April 16, 1862: DC's First Emancipation Day
On April 16, 1862- nine months before the Emancipation Proclamation- President Abraham Lincoln signed the District of Columbia Compensated Emancipation Act. The legislation freed more than three thousand slaves, and set aside more than $1 million dollars to compensate local slaveholders. We mark the 150th anniversary of "Emancipation Day," and explore how slavery came to an end in the nation's capital.

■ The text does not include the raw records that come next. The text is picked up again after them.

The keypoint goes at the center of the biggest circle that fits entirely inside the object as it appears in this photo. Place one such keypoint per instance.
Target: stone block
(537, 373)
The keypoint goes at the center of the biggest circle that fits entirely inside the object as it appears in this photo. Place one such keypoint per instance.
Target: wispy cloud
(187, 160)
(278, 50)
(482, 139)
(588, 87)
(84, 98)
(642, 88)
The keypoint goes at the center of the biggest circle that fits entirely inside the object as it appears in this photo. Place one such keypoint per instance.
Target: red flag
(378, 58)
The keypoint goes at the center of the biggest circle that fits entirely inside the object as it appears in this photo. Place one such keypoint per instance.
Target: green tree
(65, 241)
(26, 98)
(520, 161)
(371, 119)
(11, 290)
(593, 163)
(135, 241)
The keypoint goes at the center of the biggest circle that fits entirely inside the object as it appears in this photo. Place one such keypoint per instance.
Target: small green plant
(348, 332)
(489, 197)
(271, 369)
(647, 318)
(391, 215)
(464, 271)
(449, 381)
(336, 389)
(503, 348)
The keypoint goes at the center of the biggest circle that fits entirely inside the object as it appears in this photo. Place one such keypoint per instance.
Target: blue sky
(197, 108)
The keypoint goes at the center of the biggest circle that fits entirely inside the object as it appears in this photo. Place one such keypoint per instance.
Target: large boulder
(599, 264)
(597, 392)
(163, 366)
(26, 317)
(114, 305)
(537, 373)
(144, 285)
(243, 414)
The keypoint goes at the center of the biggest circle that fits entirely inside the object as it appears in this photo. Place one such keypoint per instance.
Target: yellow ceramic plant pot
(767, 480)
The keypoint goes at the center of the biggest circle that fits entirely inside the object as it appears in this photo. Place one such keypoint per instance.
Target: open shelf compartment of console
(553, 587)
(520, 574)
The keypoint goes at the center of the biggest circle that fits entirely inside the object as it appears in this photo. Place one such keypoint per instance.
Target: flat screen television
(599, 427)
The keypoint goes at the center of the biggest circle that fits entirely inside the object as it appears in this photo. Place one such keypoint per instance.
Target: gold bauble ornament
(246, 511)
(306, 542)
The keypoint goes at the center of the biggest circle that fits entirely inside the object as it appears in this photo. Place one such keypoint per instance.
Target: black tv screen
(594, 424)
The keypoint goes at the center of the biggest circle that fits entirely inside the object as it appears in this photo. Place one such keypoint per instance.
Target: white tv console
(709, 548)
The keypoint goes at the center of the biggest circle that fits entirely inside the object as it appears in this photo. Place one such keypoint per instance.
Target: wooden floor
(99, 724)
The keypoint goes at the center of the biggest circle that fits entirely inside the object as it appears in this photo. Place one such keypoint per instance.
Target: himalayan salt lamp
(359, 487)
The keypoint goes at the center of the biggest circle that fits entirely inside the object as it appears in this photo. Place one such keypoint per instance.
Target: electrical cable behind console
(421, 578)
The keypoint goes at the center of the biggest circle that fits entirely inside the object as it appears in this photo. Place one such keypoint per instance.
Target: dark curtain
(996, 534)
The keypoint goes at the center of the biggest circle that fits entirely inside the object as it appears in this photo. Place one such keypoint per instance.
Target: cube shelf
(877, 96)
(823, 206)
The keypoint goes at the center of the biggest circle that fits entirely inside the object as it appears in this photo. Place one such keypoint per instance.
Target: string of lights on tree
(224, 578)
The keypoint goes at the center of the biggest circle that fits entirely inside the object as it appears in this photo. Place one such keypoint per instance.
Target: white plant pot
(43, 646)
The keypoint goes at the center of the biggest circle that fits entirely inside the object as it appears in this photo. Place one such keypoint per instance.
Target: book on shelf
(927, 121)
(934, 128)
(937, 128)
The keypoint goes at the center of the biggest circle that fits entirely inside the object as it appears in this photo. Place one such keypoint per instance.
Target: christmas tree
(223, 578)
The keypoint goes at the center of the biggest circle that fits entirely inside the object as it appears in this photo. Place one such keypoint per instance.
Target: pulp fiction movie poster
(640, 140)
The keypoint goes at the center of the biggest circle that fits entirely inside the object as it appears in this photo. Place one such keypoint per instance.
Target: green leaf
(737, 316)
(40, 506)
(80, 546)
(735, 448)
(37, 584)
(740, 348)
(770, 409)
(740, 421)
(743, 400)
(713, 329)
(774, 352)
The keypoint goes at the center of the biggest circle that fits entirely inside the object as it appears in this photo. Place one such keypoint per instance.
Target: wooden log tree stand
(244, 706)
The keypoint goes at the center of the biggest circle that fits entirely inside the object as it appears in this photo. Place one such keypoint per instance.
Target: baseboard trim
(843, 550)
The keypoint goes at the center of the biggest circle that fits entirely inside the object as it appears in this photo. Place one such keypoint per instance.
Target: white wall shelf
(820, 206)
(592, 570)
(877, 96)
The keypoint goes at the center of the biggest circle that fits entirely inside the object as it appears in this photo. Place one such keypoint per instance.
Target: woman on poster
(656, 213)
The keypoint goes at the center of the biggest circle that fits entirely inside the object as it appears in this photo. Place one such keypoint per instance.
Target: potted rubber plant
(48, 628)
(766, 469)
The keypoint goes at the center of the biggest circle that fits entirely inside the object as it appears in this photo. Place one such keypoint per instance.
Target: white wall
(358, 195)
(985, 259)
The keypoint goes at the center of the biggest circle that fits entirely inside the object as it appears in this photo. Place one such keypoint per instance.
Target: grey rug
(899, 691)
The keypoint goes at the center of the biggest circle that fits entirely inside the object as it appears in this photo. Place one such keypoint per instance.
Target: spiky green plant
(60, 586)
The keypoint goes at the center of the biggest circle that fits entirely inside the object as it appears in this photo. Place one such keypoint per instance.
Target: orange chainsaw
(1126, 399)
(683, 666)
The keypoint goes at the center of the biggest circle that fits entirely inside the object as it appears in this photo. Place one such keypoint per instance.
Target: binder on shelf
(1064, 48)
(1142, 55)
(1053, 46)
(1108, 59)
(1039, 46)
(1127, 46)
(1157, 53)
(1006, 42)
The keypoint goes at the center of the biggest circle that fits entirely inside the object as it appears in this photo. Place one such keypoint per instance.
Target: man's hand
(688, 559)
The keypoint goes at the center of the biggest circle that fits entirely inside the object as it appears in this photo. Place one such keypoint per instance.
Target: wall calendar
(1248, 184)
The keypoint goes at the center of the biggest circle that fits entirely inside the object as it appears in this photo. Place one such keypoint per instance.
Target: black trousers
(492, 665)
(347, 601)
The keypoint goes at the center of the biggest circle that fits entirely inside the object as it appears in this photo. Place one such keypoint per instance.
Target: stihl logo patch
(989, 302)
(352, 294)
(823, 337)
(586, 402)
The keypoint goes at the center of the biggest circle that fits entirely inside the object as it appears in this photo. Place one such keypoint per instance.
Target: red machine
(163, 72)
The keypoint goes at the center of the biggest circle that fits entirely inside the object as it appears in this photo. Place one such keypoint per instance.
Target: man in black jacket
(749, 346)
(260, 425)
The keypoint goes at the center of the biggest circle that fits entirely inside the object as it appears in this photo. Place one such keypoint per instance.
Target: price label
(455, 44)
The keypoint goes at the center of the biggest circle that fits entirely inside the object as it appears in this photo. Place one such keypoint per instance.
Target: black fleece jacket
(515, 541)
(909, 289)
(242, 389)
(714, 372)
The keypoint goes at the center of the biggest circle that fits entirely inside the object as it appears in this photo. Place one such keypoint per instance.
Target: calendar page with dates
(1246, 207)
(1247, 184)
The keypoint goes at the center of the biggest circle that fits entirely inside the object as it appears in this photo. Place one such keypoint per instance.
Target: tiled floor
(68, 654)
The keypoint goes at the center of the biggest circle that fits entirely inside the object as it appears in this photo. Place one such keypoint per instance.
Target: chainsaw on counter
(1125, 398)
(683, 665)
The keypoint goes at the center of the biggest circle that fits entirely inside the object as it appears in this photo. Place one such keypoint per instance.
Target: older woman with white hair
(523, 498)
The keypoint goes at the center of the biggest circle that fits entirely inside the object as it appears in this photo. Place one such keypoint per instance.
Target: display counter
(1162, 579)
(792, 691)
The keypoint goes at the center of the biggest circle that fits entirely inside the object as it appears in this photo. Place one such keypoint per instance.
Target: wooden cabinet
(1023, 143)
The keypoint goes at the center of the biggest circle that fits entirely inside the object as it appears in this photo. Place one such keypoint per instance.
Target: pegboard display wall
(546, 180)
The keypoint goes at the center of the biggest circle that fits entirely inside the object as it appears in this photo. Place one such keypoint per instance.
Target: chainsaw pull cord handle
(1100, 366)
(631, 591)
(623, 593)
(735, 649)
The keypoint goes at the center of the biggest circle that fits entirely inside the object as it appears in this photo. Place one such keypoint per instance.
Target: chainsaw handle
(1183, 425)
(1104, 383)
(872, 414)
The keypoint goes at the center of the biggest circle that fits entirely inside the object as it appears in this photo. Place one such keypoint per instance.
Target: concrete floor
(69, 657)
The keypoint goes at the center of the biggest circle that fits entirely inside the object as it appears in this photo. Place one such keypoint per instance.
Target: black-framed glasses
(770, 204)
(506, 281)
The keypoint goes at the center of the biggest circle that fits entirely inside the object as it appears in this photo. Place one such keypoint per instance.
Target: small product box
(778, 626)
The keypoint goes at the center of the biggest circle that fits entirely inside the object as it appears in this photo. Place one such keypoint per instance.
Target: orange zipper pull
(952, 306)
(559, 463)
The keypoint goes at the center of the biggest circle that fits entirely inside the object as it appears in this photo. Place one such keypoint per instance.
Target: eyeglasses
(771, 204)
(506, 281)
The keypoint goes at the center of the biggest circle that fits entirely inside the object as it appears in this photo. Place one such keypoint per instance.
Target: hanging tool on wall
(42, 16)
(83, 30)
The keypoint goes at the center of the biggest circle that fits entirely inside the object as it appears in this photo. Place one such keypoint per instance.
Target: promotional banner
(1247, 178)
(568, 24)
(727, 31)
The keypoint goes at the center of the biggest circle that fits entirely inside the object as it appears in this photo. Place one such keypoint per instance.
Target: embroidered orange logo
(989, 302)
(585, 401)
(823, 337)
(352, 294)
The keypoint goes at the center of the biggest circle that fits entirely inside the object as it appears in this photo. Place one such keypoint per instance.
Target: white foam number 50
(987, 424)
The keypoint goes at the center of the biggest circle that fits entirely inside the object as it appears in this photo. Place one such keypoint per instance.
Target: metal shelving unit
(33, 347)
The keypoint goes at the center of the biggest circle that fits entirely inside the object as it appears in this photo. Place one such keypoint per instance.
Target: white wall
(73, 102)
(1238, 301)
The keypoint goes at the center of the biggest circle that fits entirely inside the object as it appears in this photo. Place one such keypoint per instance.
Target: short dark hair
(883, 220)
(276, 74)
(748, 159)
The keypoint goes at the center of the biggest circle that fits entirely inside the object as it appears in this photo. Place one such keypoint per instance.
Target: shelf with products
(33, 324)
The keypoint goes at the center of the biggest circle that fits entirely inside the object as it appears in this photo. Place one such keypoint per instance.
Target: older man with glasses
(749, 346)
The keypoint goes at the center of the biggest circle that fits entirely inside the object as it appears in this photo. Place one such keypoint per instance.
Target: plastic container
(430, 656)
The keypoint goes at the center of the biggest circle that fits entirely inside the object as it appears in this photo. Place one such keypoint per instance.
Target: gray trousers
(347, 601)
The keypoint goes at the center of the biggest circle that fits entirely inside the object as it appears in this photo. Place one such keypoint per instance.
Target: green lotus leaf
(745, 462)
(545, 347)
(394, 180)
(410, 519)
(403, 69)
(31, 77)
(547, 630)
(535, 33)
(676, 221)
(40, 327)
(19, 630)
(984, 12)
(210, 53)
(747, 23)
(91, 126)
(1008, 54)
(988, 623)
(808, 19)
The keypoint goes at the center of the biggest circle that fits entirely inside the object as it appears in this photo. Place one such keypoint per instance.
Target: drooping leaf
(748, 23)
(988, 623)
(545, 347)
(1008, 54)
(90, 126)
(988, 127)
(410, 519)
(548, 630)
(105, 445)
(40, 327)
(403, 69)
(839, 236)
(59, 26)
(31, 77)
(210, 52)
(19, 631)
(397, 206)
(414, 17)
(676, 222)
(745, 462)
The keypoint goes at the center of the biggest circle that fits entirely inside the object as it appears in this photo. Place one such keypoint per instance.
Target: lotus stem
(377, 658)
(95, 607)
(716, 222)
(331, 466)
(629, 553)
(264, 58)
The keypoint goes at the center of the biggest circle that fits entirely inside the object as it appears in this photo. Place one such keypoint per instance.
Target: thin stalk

The District of Columbia Compensated Emancipation Act of 1862 was the first legal document in the U.S. to outlaw slavery (though it applied just to the District of Columbia). It also allowed affected slaveowners to request compensation from the government for the slaves they were now required to free. The University of Nebraska-Lincoln's Civil War Washington project has made reimbursement petitions that slaveowners submitted available for viewing online. The petitions offer names and characteristics of slaves by their former owners that provide a unique window into how the owners viewed the people that had formerly been their property. For instance, the following explanation is from Mr. Edward Deeble's petition from 5 May, 1862, describing his former slave, Elizabeth: "A Mullatto, five feet two inches high, stout built, and good cooking. Her health is and always was good, having had the smallpox several years ago of which she speedily recovered and the only remains of the disease is the marks usually attending that disease."